Ridge, I'm book marking your Option WTF? comment, I will feed it back to you later. Again nothing to support your claim, the deer were increasing prior to Option WFT? or bounties.

YOU show me the numbers, that correlate coyote numbers, to deer increases and deer declines. The Monroe study does not count, because it is not complete, and I can show the same effect in a dozen other studies, that when they were completed, destroy that notion. Myself and others have provided several, long term, large scale, peer reviewed, Western, predator control studies, on this very forum, that show that a reduction of predators, can not increase deer numbers. I don't recall, ever seeing, any hard data, to support the SFW, kool aid drinking, fairy tales that guys keep telling each other. It is all wishful thinking with no foundation or basis. It has been shown that raising buck to ratios can not increase deer, in fact it has been shown that it most likely can reduce herd numbers. But you guys _feel _like coupling that bad idea, with Unproven coyote control, will fix things, based on nothing but unsound ideology. So you are going to cling to the _hope_, that it will bring _change_. We have already done this a few times, what will be the next excuse when this fails?

SHOW ME THE NUMBERS. Or as C3PO would say, put up, or shut up, and go _hope_ for _change_.


----------



## Vanilla

Dr Al Lonetree Gore---Change we can believe in!!!

Here is how it goes--Lonetree sits and uses lots of exclamation points, tells everyone they don't get it, and when everyone else sees what he can't, even when it is right in front of him, I laugh. 

Dude, keep yelling at everyone. Keep telling everyone how stupid they are. Use a couple more exclamation points. The only person who doesn't get it is you.

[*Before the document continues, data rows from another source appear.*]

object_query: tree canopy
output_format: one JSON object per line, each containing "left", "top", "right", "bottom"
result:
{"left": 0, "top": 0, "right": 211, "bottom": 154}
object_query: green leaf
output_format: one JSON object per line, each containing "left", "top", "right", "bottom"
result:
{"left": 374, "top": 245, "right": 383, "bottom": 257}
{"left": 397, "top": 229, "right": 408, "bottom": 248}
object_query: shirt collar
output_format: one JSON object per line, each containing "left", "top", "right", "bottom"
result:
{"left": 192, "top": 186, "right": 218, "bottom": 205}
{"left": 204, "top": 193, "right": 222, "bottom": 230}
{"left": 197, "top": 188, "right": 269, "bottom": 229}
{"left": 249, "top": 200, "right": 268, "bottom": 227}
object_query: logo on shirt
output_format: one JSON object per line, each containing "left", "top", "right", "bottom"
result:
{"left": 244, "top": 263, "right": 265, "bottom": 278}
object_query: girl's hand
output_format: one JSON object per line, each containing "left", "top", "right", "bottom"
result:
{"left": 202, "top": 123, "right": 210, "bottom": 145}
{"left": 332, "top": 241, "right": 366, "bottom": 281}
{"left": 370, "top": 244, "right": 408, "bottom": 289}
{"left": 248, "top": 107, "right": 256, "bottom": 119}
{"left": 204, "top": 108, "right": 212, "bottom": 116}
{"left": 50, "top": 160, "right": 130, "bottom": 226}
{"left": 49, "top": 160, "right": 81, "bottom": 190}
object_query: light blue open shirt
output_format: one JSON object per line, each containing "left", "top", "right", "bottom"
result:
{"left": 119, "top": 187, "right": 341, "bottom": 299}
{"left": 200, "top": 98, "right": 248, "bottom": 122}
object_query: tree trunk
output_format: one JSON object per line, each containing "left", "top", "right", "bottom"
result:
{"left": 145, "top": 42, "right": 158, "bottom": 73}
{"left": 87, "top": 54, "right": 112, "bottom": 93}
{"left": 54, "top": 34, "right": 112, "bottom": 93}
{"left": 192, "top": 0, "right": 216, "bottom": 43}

I seriously can't believe you miss the hyperbole in my suggestions making fun of how utterly and ridiculously stupid your statements are. But when wanna-be know it alls like you miss the mark badly, it only makes for even better comedy. 

You know that I know...and that is good enough for me.


----------



## Lonetree

TS30 said:


> Dr Al Lonetree Gore---Change we can believe in!!!
> 
> Here is how it goes--Lonetree sits and uses lots of exclamation points, tells everyone they don't get it, and when everyone else sees what he can't, even when it is right in front of him, I laugh.
> 
> Dude, keep yelling at everyone. Keep telling everyone how stupid they are. Use a couple more exclamation points. The only person who doesn't get it is you. I seriously can't believe you miss the hyperbole in my suggestions making fun of how utterly and ridiculously stupid your statements are. But when wanna-be know it alls like you miss the mark badly, it only makes for even better comedy.
> 
> You know that I know...and that is good enough for me.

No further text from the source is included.